As virus outbreaks continue to pose a challenge, a nonspecific viral inhibitor can provide significant benefits, especially against respiratory viruses. Polyglycerol sulfates recently emerge as promising agents that mediate interactions between cells and viruses through electrostatics, leading to virus inhibition. Similarly, hydrophobic C60 fullerene can prevent virus infection via interactions with hydrophobic cavities of surface proteins. Here, two strategies are combined to inhibit infection of SARS‐CoV‐2 variants in vitro. Effective inhibitory concentrations in the millimolar range highlight the significance of bare fullerene's hydrophobic moiety and electrostatic interactions of polysulfates with surface proteins of SARS‐CoV‐2. Furthermore, microscale thermophoresis measurements support that fullerene linear polyglycerol sulfates interact with the SARS‐CoV‐2 virus via its spike protein, and highlight importance of electrostatic interactions within it. All‐atom molecular dynamics simulations reveal that the fullerene binding site is situated close to the receptor binding domain, within 4 nm of polyglycerol sulfate binding sites, feasibly allowing both portions of the material to interact simultaneously.
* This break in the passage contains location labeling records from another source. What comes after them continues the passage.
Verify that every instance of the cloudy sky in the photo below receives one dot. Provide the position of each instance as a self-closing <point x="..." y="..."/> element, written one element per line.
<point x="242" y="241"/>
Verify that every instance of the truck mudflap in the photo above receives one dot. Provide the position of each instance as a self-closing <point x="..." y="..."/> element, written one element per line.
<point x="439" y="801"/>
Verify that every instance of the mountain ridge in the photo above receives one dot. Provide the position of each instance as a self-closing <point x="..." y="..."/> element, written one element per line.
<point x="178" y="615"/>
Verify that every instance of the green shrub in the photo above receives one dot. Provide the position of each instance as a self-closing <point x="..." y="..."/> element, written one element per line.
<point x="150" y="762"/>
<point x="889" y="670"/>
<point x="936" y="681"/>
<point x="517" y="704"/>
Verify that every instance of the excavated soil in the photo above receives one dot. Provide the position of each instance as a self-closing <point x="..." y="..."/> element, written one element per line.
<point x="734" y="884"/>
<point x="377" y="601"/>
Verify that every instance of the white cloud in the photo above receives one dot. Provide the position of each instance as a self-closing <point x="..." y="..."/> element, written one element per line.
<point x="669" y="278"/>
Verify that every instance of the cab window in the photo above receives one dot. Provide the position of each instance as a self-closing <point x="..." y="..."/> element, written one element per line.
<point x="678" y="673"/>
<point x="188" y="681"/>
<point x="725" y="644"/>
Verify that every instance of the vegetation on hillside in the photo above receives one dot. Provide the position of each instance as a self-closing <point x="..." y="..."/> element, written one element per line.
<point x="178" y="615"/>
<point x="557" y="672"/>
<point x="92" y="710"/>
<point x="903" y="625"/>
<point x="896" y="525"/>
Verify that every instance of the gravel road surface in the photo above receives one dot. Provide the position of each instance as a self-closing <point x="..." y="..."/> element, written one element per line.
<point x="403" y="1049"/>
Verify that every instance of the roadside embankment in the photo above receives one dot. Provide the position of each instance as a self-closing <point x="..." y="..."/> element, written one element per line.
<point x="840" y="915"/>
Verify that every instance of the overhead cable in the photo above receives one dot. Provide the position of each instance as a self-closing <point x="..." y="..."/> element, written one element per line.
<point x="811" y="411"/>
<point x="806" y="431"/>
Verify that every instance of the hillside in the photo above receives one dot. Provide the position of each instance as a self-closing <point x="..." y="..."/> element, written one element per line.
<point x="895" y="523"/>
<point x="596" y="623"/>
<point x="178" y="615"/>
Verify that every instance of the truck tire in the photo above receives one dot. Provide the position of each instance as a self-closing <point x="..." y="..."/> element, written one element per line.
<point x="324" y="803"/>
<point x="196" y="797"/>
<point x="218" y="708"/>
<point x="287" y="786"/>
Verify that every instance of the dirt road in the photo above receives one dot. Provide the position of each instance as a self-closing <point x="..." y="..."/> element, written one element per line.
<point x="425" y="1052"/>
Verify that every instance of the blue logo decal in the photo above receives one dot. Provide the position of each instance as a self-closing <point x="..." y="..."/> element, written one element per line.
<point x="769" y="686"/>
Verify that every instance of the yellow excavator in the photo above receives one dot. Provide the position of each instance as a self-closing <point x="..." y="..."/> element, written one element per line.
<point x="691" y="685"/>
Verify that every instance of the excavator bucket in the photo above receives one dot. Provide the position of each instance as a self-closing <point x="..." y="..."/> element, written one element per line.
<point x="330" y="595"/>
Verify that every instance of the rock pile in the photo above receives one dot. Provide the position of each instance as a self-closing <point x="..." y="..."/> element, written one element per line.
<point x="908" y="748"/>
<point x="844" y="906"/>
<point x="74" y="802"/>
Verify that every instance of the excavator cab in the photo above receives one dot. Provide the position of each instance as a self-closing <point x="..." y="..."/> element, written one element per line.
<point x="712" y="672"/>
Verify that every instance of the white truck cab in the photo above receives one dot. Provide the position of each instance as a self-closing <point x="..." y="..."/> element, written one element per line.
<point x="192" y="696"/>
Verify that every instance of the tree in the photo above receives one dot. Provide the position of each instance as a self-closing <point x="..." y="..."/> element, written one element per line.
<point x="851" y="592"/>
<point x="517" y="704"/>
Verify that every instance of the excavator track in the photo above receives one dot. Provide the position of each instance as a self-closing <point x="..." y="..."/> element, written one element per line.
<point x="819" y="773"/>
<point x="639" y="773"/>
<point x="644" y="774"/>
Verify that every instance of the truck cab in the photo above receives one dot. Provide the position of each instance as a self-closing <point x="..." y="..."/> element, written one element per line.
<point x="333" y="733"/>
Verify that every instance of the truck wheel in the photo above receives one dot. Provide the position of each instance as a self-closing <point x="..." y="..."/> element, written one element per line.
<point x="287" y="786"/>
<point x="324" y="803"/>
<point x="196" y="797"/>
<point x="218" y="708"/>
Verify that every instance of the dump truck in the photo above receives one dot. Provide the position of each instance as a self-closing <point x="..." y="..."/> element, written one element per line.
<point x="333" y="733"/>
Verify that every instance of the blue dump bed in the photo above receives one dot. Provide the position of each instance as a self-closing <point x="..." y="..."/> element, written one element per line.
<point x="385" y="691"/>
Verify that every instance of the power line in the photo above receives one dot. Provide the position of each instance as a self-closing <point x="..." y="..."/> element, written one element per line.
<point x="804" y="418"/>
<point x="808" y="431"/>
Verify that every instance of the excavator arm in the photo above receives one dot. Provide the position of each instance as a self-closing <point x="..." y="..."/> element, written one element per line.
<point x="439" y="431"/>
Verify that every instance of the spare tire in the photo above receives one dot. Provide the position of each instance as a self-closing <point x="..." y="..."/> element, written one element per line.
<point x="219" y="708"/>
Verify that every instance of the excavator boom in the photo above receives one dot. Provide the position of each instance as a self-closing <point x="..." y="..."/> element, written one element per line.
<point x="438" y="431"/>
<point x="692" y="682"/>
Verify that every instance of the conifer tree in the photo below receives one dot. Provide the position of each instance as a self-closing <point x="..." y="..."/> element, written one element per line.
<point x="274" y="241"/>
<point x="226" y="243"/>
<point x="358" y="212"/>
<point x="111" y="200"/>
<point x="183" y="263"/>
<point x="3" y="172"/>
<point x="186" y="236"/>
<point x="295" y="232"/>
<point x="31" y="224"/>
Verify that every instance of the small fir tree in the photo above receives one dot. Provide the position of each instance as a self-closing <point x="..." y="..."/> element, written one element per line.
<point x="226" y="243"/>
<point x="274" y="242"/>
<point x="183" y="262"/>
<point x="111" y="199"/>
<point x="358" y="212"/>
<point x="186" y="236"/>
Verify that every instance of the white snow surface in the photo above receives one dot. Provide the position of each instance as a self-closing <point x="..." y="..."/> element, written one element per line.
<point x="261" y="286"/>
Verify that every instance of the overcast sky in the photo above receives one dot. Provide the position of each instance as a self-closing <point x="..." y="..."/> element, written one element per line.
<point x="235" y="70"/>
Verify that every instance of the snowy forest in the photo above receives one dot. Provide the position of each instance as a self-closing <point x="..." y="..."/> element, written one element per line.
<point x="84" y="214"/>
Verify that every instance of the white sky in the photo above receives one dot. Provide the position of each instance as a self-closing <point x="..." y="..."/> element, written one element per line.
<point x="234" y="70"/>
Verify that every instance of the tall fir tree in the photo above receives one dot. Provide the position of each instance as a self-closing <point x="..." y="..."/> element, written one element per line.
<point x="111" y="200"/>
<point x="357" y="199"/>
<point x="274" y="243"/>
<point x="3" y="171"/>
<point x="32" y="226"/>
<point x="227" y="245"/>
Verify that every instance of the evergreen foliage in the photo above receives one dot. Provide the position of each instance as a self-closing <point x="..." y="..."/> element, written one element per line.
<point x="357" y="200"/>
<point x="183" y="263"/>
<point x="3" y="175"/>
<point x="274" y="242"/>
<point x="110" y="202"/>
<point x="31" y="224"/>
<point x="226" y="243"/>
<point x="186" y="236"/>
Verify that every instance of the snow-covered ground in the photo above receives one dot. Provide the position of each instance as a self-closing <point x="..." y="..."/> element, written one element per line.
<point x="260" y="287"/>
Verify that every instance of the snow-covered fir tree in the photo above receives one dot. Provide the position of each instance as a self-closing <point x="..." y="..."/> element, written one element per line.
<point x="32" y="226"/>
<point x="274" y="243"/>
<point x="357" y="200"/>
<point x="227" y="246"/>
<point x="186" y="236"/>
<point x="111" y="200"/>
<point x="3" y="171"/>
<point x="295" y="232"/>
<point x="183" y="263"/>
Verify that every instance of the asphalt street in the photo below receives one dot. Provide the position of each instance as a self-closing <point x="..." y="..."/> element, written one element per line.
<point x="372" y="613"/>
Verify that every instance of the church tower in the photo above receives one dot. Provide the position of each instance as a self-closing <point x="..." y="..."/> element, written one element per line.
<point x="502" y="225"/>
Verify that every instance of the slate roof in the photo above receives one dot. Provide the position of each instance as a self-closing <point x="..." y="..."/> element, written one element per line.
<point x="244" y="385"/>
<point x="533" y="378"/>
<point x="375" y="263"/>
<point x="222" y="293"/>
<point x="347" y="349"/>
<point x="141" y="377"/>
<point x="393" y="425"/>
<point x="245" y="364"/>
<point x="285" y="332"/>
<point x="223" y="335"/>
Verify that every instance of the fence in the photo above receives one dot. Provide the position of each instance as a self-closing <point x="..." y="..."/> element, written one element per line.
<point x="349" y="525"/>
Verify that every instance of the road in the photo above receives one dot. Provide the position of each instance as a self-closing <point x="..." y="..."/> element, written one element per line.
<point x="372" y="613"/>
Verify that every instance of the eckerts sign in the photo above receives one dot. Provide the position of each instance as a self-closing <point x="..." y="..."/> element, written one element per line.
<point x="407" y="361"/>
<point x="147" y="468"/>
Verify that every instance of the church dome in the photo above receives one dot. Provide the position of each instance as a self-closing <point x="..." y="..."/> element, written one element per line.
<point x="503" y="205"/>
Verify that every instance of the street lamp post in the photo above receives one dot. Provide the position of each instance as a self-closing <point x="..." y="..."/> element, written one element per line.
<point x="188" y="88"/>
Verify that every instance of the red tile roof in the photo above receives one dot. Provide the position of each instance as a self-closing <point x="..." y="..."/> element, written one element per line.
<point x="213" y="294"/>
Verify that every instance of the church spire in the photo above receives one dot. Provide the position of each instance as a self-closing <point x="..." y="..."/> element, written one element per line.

Fullerene functionalized with linear polyglycerol sulfate is investigated as a possible SARS‐CoV‐2 inhibitor. Fullerene interacts with soluble accessible hydrophobic portions of the viral spike protein while sulfated polyglycerol acts as a multivalent inhibitor to SARS‐CoV‐2. Functionalized fullerene shows significant viral inhibition in plaque reduction assays. Possible mechanism of inhibition is supported by docking studies, molecular dynamics simulation, and microscale thermophoresis.